I have a feature set that contains approximately 2 dozen features of technical analysis indicators. My own domain knowledge tells me that some of these features are better than others for predicitive power. But what methodical processes do I follow other than 'just a hunch', to go about refining the feature set to ones that matter the most?
At the moment, I'm just using sklearns preprocessing
package and I just throw all the features in, but I know that there must be a better way.
min_max_scaler = preprocessing.MinMaxScaler()
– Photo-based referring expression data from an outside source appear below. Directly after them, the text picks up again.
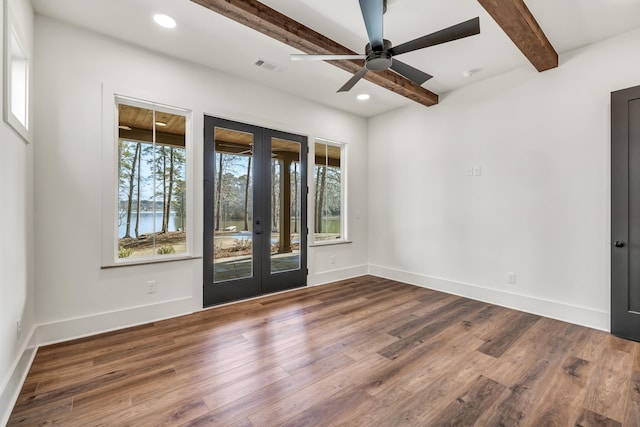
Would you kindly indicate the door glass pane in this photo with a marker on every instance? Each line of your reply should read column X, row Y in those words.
column 233, row 212
column 285, row 205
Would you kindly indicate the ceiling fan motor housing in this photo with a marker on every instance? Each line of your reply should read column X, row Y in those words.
column 378, row 59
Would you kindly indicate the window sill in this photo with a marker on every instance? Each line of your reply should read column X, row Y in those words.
column 149, row 261
column 329, row 243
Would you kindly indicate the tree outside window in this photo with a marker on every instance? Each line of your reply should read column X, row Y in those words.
column 329, row 198
column 151, row 182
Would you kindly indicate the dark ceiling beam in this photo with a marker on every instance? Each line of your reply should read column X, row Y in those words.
column 516, row 20
column 274, row 24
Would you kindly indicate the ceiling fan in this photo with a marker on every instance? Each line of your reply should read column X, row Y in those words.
column 379, row 52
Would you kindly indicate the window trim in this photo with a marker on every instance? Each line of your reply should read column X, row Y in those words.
column 344, row 231
column 111, row 100
column 13, row 33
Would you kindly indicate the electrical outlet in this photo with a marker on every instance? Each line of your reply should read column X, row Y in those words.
column 152, row 287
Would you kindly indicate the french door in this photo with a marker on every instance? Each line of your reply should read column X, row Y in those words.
column 255, row 211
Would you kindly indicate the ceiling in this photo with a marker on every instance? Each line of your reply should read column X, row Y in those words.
column 207, row 38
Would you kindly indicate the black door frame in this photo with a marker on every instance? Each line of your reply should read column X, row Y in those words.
column 263, row 280
column 625, row 322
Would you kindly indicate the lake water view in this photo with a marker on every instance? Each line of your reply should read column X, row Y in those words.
column 147, row 223
column 331, row 225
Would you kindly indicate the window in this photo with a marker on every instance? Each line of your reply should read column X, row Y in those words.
column 16, row 73
column 152, row 184
column 329, row 224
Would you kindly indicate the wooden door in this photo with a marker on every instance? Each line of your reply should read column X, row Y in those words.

df[['MACD', 'MFI', 'ROC', 'RSI', 'Ultimate Oscillator', 'Williams %R', 'Awesome Oscillator', 'KAMA',
'Stochastic Oscillator', 'TSI', 'Volume Accumulator', 'ADI', 'CMF', 'EoM', 'FI', 'VPT','ADX', 'ADX Negative', 'ADX Positive',
'EMA', 'CRA']] = min_max_scaler.fit_transform(df[['MACD', 'MFI', 'ROC', 'RSI', 'Ultimate Oscillator', 'Williams %R', 'Awesome Oscillator', 'KAMA',
'Stochastic Oscillator', 'TSI', 'Volume Accumulator', 'ADI', 'CMF', 'EoM', 'FI', 'VPT','ADX', 'ADX Negative', 'ADX Positive',
'EMA', 'CRA']])
I'm quite new to machine learning and would love some feedback. I am using Pandas and Sklearn as well.